Analysis of stepped wedge cluster randomized trials in the presence of a time-varying treatment effect

Abstract

Stepped wedge cluster randomized controlled trials are typically analyzed using models that assume the full effect of the treatment is achieved instantaneously. We provide an analytical framework for scenarios in which the treatment effect varies as a function of exposure time (time since the start of treatment) and define the "effect curve" as the magnitude of the treatment effect on the linear predictor scale as a function of exposure time. The "time-averaged treatment effect" (TATE) and "long-term treatment effect" (LTE) are summaries of this curve. We analytically derive the expectation of the estimator $\hat{\delta }$ resulting from a model that assumes an immediate treatment effect and show that it can be expressed as a weighted sum of the time-specific treatment effects corresponding to the observed exposure times. Surprisingly, although the weights sum to one, some of the weights can be negative.
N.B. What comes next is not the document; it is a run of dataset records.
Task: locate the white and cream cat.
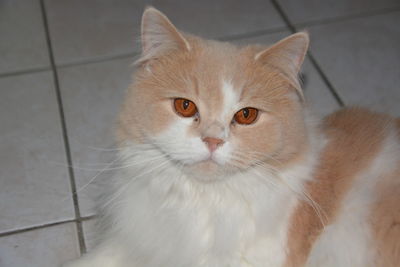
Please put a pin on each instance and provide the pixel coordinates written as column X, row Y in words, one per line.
column 224, row 168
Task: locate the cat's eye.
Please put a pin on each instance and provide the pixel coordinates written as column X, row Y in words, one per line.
column 185, row 107
column 246, row 116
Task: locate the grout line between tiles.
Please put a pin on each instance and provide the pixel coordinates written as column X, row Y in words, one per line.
column 364, row 14
column 26, row 71
column 82, row 246
column 37, row 227
column 99, row 59
column 312, row 58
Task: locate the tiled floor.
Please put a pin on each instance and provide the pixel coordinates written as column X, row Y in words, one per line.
column 64, row 65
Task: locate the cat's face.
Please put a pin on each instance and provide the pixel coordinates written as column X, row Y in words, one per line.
column 212, row 107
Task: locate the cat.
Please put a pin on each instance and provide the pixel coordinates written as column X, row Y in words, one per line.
column 226, row 168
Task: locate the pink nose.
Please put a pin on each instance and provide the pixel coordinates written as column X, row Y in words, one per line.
column 213, row 143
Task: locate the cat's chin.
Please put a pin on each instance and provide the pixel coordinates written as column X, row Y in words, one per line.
column 208, row 171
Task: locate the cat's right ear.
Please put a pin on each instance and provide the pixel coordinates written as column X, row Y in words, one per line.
column 159, row 36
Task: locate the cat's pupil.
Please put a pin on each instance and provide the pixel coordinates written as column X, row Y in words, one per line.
column 245, row 112
column 186, row 104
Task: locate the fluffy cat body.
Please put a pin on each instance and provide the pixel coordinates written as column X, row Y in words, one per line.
column 283, row 191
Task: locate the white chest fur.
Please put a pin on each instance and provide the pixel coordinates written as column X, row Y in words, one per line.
column 167, row 219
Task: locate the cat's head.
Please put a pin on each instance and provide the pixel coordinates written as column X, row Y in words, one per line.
column 211, row 106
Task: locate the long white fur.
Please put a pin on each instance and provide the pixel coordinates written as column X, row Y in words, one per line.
column 348, row 241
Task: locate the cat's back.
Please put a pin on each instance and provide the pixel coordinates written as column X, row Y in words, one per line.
column 356, row 221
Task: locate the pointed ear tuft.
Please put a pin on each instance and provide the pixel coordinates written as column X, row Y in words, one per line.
column 159, row 35
column 287, row 55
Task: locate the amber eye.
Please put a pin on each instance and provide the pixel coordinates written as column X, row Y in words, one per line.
column 184, row 107
column 246, row 115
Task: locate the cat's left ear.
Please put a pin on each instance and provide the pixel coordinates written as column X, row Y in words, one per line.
column 287, row 56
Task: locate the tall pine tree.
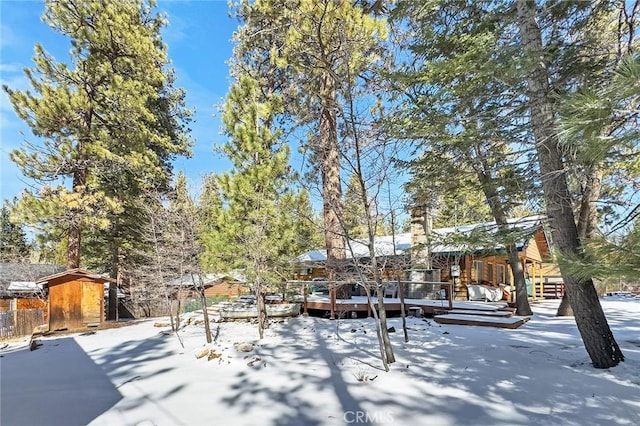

This implies that $\hat{\delta }$ may be severely misleading and can even converge to a value of the opposite sign of the true TATE or LTE. We describe several models, some of which make assumptions about the shape of the effect curve, that can be used to simultaneously estimate the entire effect curve, the TATE, and the LTE. We evaluate these models in a simulation study to examine the operating characteristics of the resulting estimators and apply them to two real datasets.

Keywords: cluster randomized trial; model misspecification; stepped wedge; time-varying treatment effect.